A/N: I am so sorry for not updating in such a long time. I guess no one is really reading this anymore, but I guess I just wanted to kinda write more to this. I've been rewatching and screencapping some episodes of season one, and after thinking: Oh my god, how can Kari even be real? So perfect!... I thought: Aw... Auggie and Joan fit so well together!... Which is basically what I always thought, but I guess I need to be reminded of that every once in a while.
Chapter 7.
Auggie's POV:
A few weeks after I told Joan about Arthur, their relationship finally ended.
Of course the whole department felt bad for them, mainly because most of us had gotten used to them being a couple. In the end it had turned into more fighting than anything, so even Annie, who had been angry at Joan for a few more days, started feeling bad for her.
People started avoiding both of them. What do you talk about with your boss, who is just going into a divorce? What do you tell your boss' boss, who is a cheating idiot?
Making Joan feel better slowly became Annie and my responsibility. The two girls had made up over drinks, after I told Annie how Jai must have heard wrong, and that Joan hadn't intended to send her on that overly risky mission.
From that day on, Annie kept going out with Joan, trying to keep her from thinking about Arthur too much and maybe trying to meet a new man – I didn't really agree with that.
I tried to keep my distance, knowing how she still felt about me and knowing how I still felt about her. Since I couldn't tell Annie about that, she did not understand why I would not want to help my best friend feel better, so somehow that plan didn't work out either.
Against my will, Annie stuck me with Joan for a night.
There was a thunderstorm going on all over town and Annie was staying with her sister, so she thought since Joan and I were both alone, she could just drop me off at our boss' place to keep her company. If Annie had known what kind of consequences this night would have, she would never have sent me over there.
CACACACACA
The first hour we just sat there in silence, listening to the thunder rolling through the sky. She was still living in the apartment she had shared with her husband, while he had taken a room at some hotel. At some point she told me that everything still reminded her too much of him, that she still couldn't sleep in their bedroom. I had to agree with her. Even after a few weeks of living there alone, the whole apartment still smelled a bit like Arthur.
As the next bolt of lightning struck somewhere, followed by an incredibly loud thunder, Joan jumped slightly. I scooted a little closer to her on the couch, putting my warm hand over her cold one.
'It's just thunder. It'll be over soon.'
It took me a moment to realize why she suddenly tensed up. Back in Rome there had been a night when all hell broke loose. A thunderstorm that would even startle the toughest men and women. We had been in bed back then and the thunder had kept her from falling asleep, startling her every time. I had taken her into my arms, holding her close, telling her the exact same thing I had told her now.
I drew back my hand, turning away from her just a little bit.
'Sorry.

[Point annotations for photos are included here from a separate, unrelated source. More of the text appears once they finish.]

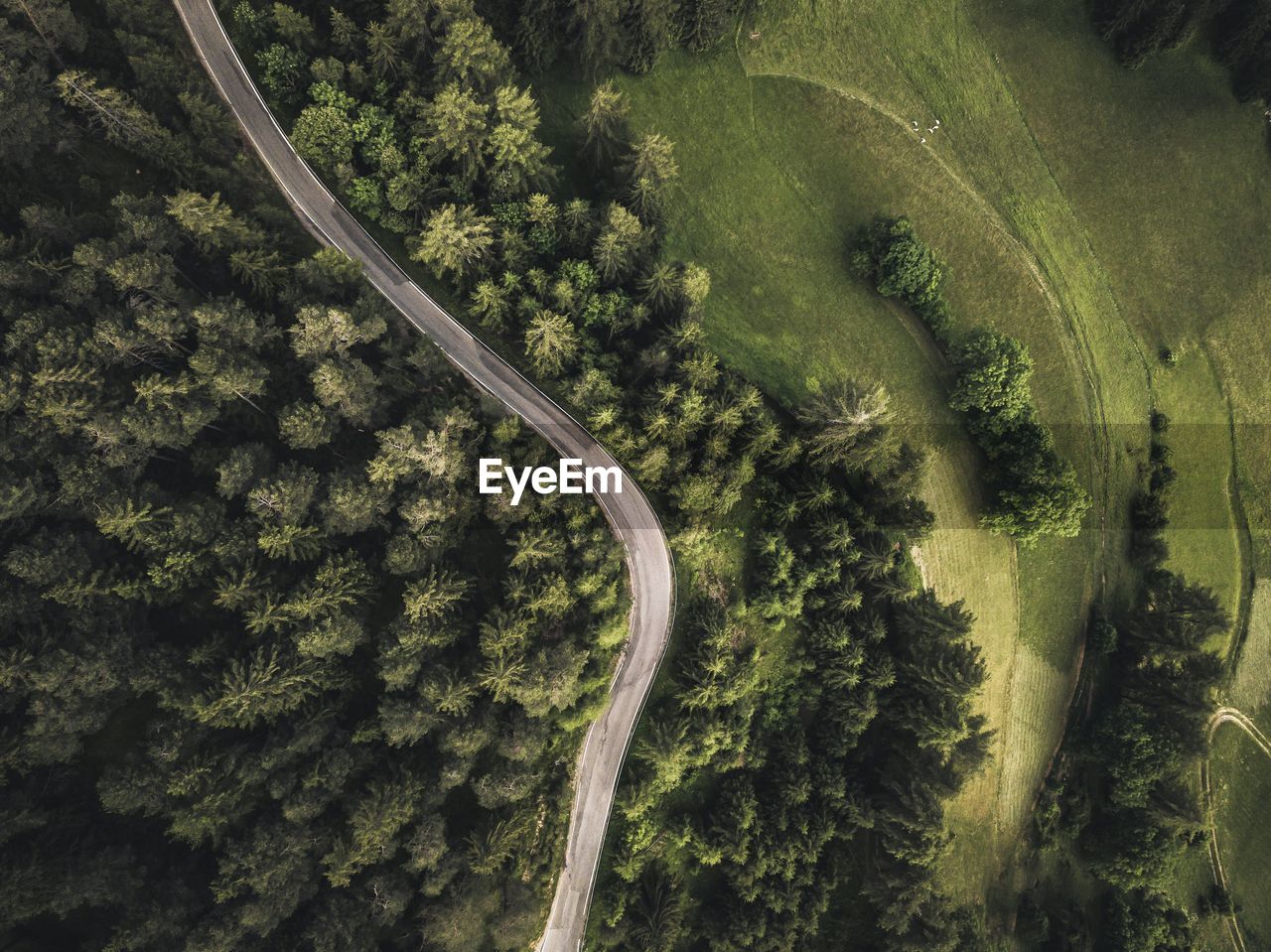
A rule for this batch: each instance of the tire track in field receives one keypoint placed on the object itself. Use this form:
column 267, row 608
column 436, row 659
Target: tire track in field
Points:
column 1226, row 716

Guess tonight was a really crappy idea.'
'Annie means well. What did you tell her, anyway?'
'Nothing. Told her that Jai heard wrong. Seemed less painful for her. Guess She sent you away, cause we once had something in Rome. would just have been weird.'
'Right.'
Silence followed that.
The next thunder startled her again, and my hand went back over hers. It seemed like a reflex, trying to calm her down, not wanting her to feel any bad feeling in the world.
She tensed up again, but I kept my hand on hers this time.
It was quiet for a moment. We were both lost in our own thoughts, and somehow she relaxed a little.
'I'm sorry, you know. I shouldn't have sent her on that mission. Was a childish reaction.'
'Yeah, well, she's back now. Nothing to worry about anymore. We all learned from it.'
Another moment of silence as I thought about what to say next. I knew she wasn't going to say something any time soon, but I felt like one thing needed to be said.
'You told me you still loved me. Why?'
The thunder startled her again, though my question might have had something to do with that, too.
'Because it's true. I guess I just didn't want it to be true until now. Well, I don't really want it to be true now either, but I think I'll just have to try harder. I'll get over it eventually. Don't worry.'
I chuckled slightly. I had tried the same thing. Denying my love for her, then trying to get over her as soon as possible, failing horribly in the process.
'If it helps: I'm still not over you either.'
I felt her tense up again, just for a moment, and as I was about to pull away my hand she put her other one over it, holding me there.
There was silence again and if there had been someone else with us in that room, they would have been able to hear our minds racing.
Should I not have said that? Had it been idiotic to believe that trying to get through this together would be a good idea?
As I heard the next thunder, she was not startled. Instead, her hands left mine and before I could protest her hands were on both sides of my face, keeping me there as she leaned in to kiss me.
TBC.
A/N: Okay... so this chapter was lying around my computer for a while – mainly because I wasn't sure if I could just end a chapter like this – but now I've finally come around to re-reading it, and I thought I'd post it.